Le bon sens contre l’autoritarisme municipal (Tocqueville et Dewey)

CHRONIQUE DU BON SENS EN POLITIQUE

LE « BONAPARTISME SOFT » MUNICIPAL

Il existe chez certains maires une forme d’autoritarisme, d’autocratisme, d’impérialisme. Certains auteurs on parlé de « bonapartisme soft » (1), voire de « stalinisme municipal ». Cette dérive consiste pour eux à centraliser dans leurs mains toutes les décisions et à réduire le rôle du conseil municipal – soigneusement tenus à l’écart des informations et des dossiers – à celui d’une simple chambre d’enregistrement.

Or, un maire n’est pas à l’abri de l’erreur. Erreur  dont ses opposants auraient tort de se réjouir, car une erreur dans la gestion d’une collectivité locale n’est pas seulement l’erreur d’une personne (le maire), ou d’une majorité.
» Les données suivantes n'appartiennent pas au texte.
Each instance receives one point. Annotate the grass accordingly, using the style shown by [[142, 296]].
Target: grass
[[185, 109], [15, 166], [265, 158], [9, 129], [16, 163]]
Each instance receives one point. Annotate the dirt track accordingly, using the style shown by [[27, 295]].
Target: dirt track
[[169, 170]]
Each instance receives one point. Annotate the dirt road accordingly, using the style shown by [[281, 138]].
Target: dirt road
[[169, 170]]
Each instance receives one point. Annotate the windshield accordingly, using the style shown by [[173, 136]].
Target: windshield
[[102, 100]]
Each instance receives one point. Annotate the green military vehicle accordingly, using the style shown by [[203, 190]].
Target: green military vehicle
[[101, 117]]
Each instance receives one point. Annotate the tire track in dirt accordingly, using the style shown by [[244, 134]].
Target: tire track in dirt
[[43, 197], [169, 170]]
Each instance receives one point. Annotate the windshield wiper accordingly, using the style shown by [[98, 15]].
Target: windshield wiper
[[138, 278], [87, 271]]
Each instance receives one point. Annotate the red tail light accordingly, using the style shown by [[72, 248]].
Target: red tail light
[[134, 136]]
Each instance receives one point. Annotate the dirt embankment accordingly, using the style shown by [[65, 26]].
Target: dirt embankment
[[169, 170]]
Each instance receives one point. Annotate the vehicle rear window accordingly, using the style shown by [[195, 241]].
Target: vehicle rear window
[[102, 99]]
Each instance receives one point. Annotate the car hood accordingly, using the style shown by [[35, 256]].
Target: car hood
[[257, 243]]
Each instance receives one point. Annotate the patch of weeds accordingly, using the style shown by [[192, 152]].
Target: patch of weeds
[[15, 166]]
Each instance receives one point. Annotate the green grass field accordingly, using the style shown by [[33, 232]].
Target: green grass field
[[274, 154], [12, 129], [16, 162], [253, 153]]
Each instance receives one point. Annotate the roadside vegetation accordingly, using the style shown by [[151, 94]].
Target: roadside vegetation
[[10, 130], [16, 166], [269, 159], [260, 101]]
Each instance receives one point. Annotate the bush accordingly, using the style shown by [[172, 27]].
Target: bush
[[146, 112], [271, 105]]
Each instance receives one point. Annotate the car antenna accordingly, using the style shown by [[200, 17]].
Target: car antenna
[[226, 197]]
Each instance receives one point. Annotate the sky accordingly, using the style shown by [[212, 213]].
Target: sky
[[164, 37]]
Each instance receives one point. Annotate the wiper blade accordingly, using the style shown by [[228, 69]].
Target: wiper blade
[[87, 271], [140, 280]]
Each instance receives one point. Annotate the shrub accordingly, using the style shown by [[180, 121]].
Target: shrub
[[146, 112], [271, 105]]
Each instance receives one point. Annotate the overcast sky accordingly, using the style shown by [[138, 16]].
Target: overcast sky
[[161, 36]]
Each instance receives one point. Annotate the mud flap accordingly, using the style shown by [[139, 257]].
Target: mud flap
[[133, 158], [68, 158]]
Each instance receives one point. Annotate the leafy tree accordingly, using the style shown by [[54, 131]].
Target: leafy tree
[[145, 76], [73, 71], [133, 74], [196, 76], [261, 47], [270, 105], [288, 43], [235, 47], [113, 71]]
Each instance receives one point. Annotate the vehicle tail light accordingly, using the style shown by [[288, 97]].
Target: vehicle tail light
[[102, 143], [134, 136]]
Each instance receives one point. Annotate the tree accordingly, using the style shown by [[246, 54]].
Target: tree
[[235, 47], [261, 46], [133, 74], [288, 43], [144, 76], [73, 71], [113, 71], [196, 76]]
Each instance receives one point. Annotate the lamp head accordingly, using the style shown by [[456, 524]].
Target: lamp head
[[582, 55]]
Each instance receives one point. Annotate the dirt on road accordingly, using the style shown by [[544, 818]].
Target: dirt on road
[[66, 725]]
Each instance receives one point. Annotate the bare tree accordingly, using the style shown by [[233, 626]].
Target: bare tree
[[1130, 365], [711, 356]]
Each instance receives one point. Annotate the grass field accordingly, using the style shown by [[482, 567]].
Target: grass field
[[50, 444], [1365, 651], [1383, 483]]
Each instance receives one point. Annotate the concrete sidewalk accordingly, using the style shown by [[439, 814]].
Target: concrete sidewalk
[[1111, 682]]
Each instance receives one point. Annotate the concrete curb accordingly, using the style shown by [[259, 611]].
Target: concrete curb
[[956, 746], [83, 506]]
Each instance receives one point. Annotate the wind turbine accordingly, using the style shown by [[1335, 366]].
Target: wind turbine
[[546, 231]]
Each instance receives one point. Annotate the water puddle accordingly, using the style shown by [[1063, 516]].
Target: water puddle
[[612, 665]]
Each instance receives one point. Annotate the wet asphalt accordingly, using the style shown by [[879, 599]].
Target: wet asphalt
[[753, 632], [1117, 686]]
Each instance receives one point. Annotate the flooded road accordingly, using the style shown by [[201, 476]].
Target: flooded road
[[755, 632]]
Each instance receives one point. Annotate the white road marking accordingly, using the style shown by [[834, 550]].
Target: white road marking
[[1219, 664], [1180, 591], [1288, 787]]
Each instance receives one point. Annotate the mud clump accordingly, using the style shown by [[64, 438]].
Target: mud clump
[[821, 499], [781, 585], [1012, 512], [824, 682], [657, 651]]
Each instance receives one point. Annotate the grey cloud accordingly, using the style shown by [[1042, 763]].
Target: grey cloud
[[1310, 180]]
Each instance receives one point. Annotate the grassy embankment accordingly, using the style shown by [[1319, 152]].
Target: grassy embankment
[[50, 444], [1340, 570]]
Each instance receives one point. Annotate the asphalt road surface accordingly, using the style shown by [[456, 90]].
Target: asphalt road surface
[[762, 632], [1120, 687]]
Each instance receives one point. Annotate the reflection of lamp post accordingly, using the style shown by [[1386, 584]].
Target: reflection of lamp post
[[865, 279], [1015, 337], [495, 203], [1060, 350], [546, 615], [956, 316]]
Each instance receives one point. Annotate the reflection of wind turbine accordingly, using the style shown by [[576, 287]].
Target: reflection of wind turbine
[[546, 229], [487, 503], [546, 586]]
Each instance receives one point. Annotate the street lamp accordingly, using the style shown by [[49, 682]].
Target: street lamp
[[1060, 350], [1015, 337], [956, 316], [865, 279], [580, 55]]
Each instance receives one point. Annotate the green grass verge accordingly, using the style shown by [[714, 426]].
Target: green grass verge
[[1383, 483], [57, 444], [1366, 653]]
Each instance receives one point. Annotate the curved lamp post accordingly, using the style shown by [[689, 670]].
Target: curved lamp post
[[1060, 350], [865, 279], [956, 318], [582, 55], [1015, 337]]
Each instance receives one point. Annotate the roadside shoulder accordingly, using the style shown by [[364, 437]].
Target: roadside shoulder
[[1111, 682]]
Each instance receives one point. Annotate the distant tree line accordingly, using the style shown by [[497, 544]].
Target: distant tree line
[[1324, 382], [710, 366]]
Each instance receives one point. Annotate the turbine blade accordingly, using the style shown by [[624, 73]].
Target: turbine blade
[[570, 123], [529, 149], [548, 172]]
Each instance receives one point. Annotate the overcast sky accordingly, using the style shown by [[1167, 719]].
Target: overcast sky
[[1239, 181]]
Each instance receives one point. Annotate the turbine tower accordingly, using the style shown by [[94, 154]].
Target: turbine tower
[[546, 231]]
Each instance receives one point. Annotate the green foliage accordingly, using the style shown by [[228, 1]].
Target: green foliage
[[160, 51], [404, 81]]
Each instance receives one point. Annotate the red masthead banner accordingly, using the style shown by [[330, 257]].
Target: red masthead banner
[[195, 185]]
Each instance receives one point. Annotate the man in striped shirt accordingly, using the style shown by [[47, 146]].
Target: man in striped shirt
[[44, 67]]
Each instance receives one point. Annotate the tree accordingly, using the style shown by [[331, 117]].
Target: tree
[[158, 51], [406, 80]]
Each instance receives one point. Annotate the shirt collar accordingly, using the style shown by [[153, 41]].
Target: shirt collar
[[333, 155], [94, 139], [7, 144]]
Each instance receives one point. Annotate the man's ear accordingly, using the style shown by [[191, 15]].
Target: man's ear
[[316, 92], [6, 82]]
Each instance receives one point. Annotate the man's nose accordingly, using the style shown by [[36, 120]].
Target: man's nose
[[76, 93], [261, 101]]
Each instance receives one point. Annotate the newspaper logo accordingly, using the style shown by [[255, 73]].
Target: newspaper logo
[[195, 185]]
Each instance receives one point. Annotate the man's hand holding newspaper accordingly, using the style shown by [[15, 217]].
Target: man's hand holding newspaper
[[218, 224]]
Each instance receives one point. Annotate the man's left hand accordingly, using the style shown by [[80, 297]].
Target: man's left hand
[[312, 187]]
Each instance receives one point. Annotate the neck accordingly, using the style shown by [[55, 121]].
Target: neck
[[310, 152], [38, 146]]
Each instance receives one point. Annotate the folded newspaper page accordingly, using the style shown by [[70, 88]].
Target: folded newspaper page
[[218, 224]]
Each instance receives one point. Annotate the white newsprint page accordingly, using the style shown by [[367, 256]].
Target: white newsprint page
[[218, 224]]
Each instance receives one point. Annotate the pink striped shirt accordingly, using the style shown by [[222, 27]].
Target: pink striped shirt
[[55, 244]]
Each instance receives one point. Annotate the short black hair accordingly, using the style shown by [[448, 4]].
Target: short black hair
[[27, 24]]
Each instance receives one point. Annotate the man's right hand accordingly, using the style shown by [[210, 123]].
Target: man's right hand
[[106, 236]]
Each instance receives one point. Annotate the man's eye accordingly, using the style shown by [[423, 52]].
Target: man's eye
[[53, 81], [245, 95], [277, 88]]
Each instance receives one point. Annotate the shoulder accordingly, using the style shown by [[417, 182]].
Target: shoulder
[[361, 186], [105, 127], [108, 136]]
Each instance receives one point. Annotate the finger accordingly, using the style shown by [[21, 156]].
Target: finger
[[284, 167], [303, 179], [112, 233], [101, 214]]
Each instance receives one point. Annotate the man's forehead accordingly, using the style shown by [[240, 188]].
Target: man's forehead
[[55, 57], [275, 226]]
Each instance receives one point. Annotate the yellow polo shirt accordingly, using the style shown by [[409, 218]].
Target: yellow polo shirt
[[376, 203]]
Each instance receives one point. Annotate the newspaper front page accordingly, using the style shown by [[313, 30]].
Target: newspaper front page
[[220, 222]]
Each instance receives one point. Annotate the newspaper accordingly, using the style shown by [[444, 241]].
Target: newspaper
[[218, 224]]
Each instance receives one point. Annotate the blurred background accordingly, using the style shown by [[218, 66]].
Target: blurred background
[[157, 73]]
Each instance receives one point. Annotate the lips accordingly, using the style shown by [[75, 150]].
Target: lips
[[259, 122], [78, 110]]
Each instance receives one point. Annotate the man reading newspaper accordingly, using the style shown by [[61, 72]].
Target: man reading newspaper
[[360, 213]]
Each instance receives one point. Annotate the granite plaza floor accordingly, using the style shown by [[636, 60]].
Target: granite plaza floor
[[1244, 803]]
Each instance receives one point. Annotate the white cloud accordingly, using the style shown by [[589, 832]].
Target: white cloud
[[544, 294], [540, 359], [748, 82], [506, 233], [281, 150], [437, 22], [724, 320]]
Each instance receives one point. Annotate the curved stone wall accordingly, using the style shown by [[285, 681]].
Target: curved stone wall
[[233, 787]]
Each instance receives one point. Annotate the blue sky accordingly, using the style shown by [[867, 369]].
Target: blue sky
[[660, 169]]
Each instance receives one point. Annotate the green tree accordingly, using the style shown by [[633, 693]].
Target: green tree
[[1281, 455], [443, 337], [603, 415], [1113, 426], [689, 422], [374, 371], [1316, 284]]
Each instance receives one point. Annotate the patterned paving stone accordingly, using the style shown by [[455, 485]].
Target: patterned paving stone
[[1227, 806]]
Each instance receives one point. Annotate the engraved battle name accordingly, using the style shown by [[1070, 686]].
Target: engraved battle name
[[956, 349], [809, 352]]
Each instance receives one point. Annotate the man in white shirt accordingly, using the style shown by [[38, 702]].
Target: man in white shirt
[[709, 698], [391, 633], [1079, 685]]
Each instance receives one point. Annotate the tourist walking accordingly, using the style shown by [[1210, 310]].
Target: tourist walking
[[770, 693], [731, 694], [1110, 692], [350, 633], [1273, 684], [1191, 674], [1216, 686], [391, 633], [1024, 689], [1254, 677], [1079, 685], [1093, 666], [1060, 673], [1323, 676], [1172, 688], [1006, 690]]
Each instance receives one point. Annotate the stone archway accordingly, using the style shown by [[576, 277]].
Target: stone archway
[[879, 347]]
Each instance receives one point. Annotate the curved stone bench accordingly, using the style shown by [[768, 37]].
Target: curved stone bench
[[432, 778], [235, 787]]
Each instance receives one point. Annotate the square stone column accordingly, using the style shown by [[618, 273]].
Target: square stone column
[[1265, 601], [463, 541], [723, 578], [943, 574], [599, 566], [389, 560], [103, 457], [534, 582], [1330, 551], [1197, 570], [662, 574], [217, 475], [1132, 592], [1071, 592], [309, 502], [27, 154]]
C’est – qu’on le veille ou non – une erreur qui produit des effets à l’égard de l’ensemble de la collectivité.

Alors, comment un maire peut-il éviter l’irrévocable ?

  • en tournant le dos à la pratique d’actes tranchés par un seul (ou une seule) élu(e),
  • en proposant des débats éclairés aux membres du conseil municipal,
  • en ayant recours à l’expertise citoyenne des habitants.

LE BONS SENS CONTRE L’AUTORITÉ

L’autorité parle : « Vous agirez comme je voudrai, autant que je voudrai, et précisément, dans le sens que je voudrai. Vous vous chargerez de détails sans aspirer à diriger l’ensemble ; vous travaillerez dans les ténèbres, et vous jugerez plus tard mon oeuvre par ses résultats. » (2)

Le bon sens lui répond : « Vous agirez dans les limites du mandat pour lequel je vous ai élu. Votre vouloir n’existe que par le pouvoir que je vous autorise à exercer. Je n’ai pas envie de m’occuper que des détails. Moi aussi j’ai un avis sur l’ensemble. Et puis je n’aime pas travailler dans les ténèbres. C’est tout de suite que je veux juger votre oeuvre.»

L’IMPÉRATIF DÉLIBÉRATIF MUNICIPAL

Comment, dans une commune, les décisions sont-elles prises par le conseil municipal ? La réponse est donnée par le Code général des collectivités locales (3).

  • « Article L 1111-1. Les communes, les départements et les régions s’administrent librement par des conseils élus. »
  • « Article L 1111-2. Les communes, les départements et les régions règlent par leurs délibérations les affaires de leur compétence. »

Ces deux principes posés, on constate que la loi et les textes réglementaires, qui fixent des principes, n’apportent pas – ou très peu – de procédures de régulation du mode de gouvernance : ils autorisent des pratiques aussi bien très autoritaires que très libérales.

Or, aucune décision valable – et durable – ne peut-être prise sans avoir été précédée par la recherche d’un consensus, le plus large possible.

Tous les observateurs et les acteurs de la vie locale remarquent qu’il y a une nécessité urgente de revitaliser la démocratie, en posant eux exigences : celle d’un « impératif délibératif » et celle d’un « impératif participatif », s’appuyant donc sur le rôle et le pouvoir dévolus à l’expertise citoyenne, comme l’exprimait le philosophe pragmatiste John DEWEY, c’est-à-dire sur « une citoyenneté active et informée » et sur « la formation d’un public actif, capable de déployer une capacité d’enquête et de rechercher lui-même une solution adaptée à ses problèmes » (4).

RÉFÉRENCES
1. LOSURDO Domenico, Démocratie ou bonapartisme ? Triomphe et décadence du suffrage universel, Paris, Le Temps des cerises, 2003, p.91.
2. TOCQUEVILLE Alexis de, De la démocratie en Amérique,
3. Code général des collectivités territoriales (CGCT), Dalloz, 2011, Article L 1111-1, Article L 1111-2.
4. DEWEY John, Le public et ses problèmes, Paris, Publication de l’Université de Pau, 2003.